Study Guide

Ordinary People Coming of Age

By Judith Guest

Coming of Age

Growing up is serious business. He, Cal, would not be young again, not for anything. And not without sponsors: a mother and father, good fortune. God. (2.75)

Conrad, Calvin's son, has one out of four. We'd say one of four ain't bad, but it is. His mother is emotionally distant, so cross her off the list. He doesn't believe in God. And his brother drowned while he watched. That's the opposite of good fortune. Things aren't gonna be easy for this kid.

"Behind what? The Great Schedule in the Sky? The Golden Gradebook? What?" (9.53)

Many teenagers feel overscheduled, and Conrad is no different. He feels like being overscheduled is the norm, and if he takes a break, he will be below average.

"I jack off a lot. It helps." (12.37)

As a growing young man, Conrad often turns to sexual pleasures to cope. However, like many things in life, Conrad the loner also does sex by himself. At least at this point in the book.

"He looks handsome, that's it, with those long, thick eyelashes, like a girl's. The build is all boy, though—all angles, elbows, and knees." (15.14)

Conrad is in a slightly awkward phase, based on this description. But it's an attractive awkward. He could be the member of a boy band.

"Kids, they sure do grow up in a hurry, don't they?" (15.47)

We have to wonder how Beth really feels about Conrad growing up. We never get any flashbacks to a happier time, so we're not sure if she was ever a warm, caring mother, or if she's just counting down the days until he leaves the nest. Does she also feel uncomfortable with the fact that he's growing up?

"He's not your little boy," she says. "He'll be eighteen years old next month. For some reason, you want to think he needs your constant concern and protection." (15.68)

Conrad's growing up is harder for his parents than it is for himself sometimes. Well, it's harder for Calvin. Beth just seems eager to get rid of him.

Eighteen years old in two weeks. Two weeks, ye gods, and what does he know? (16.14)

Here, Conrad is thinking about his inexperience with the opposite sex. It's something that stresses out many people, of both genders, as they worry about things like losing their virginity.

"Late-bloomers." (20.71)

Jeannine says that Capricorns, which is Conrad's sign, are late bloomers. Yet she says it in a non-judgmental way, which is important, and this makes him feel at ease with her, despite his lack of experience.

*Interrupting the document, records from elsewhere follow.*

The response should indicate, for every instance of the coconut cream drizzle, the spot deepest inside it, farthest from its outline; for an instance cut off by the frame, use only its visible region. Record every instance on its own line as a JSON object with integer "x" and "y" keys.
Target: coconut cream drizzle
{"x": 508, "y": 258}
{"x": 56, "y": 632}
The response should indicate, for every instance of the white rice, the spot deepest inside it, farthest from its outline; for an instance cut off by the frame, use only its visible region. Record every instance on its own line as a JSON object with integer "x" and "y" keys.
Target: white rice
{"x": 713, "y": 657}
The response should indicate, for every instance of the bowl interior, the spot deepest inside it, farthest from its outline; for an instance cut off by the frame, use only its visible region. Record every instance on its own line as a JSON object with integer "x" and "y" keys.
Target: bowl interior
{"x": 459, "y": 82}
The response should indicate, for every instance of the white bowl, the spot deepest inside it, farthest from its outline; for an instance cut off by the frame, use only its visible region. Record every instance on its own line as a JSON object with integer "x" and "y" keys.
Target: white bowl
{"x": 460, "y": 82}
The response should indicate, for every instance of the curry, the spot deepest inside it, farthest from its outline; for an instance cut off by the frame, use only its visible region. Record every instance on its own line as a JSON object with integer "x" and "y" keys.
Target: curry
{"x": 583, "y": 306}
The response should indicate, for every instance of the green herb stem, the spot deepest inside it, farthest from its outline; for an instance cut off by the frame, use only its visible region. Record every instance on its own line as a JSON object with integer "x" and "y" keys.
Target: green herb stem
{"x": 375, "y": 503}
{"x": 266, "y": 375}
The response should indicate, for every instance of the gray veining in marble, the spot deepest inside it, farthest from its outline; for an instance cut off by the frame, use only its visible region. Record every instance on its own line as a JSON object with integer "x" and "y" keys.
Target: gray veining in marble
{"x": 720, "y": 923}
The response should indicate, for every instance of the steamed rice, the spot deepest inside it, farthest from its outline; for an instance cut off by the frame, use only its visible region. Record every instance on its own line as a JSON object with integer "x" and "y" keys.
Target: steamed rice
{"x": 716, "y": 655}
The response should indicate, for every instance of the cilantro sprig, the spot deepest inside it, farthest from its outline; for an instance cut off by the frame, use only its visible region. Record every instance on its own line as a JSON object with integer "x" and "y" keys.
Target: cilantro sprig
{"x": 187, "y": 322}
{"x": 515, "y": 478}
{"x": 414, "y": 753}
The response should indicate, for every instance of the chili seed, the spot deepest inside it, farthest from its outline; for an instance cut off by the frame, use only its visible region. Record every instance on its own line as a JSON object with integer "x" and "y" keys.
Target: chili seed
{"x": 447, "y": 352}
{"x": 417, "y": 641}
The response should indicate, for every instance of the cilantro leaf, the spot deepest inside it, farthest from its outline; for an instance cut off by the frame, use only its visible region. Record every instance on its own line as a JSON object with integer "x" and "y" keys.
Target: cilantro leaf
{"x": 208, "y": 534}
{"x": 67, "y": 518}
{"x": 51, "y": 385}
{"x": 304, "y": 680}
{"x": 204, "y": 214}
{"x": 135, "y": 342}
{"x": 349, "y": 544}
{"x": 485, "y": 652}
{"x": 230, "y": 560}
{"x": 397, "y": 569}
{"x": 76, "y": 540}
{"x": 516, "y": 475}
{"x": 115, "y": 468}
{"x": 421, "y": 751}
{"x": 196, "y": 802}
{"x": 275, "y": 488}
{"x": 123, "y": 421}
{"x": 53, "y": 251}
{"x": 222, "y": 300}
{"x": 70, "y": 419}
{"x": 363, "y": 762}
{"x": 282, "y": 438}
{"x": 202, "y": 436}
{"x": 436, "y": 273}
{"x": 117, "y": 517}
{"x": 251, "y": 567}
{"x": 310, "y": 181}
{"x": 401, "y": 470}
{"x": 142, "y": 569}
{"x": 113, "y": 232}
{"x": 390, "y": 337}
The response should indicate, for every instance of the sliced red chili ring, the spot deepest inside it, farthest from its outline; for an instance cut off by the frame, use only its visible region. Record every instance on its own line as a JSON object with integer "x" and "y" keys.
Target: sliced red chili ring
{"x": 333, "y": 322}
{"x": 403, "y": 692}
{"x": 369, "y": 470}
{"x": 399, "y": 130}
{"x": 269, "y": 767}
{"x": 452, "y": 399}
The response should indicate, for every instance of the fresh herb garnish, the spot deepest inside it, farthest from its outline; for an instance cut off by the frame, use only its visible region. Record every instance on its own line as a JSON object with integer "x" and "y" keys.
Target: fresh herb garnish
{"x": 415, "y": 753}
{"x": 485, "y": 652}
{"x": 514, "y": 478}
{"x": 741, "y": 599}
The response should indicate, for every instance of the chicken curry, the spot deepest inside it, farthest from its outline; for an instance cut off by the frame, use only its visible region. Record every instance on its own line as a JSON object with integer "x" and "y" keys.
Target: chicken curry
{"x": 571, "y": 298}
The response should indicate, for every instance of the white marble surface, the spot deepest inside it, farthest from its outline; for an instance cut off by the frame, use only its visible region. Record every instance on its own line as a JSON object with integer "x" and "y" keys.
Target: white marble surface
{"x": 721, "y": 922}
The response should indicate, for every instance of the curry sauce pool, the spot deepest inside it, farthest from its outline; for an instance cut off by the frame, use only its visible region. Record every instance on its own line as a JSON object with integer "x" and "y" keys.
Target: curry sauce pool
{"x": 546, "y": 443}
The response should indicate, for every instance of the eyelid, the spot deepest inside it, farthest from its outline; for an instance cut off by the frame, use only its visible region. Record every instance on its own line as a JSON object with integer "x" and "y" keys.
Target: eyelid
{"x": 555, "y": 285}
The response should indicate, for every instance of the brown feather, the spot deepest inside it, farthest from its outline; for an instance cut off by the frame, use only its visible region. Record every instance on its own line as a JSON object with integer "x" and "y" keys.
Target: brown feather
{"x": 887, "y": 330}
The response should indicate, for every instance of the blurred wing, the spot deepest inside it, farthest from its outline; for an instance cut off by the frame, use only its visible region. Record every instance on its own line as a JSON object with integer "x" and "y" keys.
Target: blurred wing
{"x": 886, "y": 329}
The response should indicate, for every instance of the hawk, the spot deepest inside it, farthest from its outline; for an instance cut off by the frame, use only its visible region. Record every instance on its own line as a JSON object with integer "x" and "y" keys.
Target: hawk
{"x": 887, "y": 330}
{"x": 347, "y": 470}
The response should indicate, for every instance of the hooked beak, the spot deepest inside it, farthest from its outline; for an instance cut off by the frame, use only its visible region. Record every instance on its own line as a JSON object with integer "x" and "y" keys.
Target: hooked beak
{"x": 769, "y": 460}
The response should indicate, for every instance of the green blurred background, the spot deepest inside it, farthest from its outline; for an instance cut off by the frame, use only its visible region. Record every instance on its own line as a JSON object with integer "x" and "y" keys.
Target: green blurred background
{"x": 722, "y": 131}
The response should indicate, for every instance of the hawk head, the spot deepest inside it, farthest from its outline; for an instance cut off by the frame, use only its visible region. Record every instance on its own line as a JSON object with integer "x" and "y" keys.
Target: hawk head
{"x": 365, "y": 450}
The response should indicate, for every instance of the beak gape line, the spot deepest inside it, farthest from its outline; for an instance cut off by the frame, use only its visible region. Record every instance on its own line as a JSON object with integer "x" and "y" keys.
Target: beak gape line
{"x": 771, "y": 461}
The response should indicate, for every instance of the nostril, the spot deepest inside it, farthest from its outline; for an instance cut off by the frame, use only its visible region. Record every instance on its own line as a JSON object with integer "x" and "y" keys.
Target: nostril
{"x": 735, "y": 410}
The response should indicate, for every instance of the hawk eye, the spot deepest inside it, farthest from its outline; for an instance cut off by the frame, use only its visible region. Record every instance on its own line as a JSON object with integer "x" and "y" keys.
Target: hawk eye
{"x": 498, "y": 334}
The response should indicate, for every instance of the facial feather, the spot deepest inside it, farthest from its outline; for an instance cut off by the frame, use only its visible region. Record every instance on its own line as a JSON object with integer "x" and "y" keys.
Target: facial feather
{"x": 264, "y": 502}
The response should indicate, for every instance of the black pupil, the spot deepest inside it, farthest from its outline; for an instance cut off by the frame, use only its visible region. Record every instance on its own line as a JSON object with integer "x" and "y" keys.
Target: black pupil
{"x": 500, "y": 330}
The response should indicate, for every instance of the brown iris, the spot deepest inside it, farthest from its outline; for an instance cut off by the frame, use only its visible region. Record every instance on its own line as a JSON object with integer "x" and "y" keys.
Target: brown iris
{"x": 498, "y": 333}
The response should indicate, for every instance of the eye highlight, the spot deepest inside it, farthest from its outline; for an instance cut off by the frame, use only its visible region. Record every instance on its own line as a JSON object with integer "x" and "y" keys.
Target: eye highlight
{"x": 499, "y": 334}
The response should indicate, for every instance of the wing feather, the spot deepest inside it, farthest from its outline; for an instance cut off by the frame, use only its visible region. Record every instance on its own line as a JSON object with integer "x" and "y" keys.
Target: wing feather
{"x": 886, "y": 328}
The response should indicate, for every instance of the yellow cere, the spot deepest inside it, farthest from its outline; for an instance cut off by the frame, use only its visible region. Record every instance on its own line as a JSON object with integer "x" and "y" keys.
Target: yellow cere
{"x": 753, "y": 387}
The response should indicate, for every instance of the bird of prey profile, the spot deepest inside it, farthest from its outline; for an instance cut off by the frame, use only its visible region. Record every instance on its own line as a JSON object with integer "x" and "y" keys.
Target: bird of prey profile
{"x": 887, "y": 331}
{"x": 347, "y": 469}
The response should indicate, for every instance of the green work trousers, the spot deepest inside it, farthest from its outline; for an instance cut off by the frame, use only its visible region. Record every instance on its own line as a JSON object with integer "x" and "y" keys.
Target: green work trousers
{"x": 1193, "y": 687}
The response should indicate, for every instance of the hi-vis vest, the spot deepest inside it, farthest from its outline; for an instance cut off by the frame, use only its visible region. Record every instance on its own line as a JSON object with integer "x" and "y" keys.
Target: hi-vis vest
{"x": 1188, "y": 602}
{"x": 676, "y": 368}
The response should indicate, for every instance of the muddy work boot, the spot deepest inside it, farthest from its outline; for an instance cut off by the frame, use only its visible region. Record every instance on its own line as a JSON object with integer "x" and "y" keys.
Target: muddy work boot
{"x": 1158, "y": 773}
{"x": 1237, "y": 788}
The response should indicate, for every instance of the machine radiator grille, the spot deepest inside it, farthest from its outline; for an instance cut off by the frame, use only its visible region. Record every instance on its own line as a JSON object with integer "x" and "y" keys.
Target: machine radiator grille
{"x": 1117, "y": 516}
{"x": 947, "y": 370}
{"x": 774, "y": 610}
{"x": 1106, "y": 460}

"Already I'm thinking about next fall," Jeannine says. "Isn't that dumb? I don't want to go away now." (30.1)

Many teenagers dream of getting away from their parents, but when the time actually comes, they suddenly find themselves afraid of what might happen next. Although they're sick of the routine, the big scary real world doesn't have a routine, and all that freedom can be frightening.

They lie drugged and submerged, facing each other on the bed. (30.51)

Conrad and Jeannine aren't literally drugged. Their heads are swimming in hormones. With all the pressure Conrad puts on himself to lose his virginity, it finally happens. A coming-of-age story wouldn't be complete without this monumental event. And unlike in many stories, Conrad's first time actually goes pretty well, which is good—this kid has other things to stress about.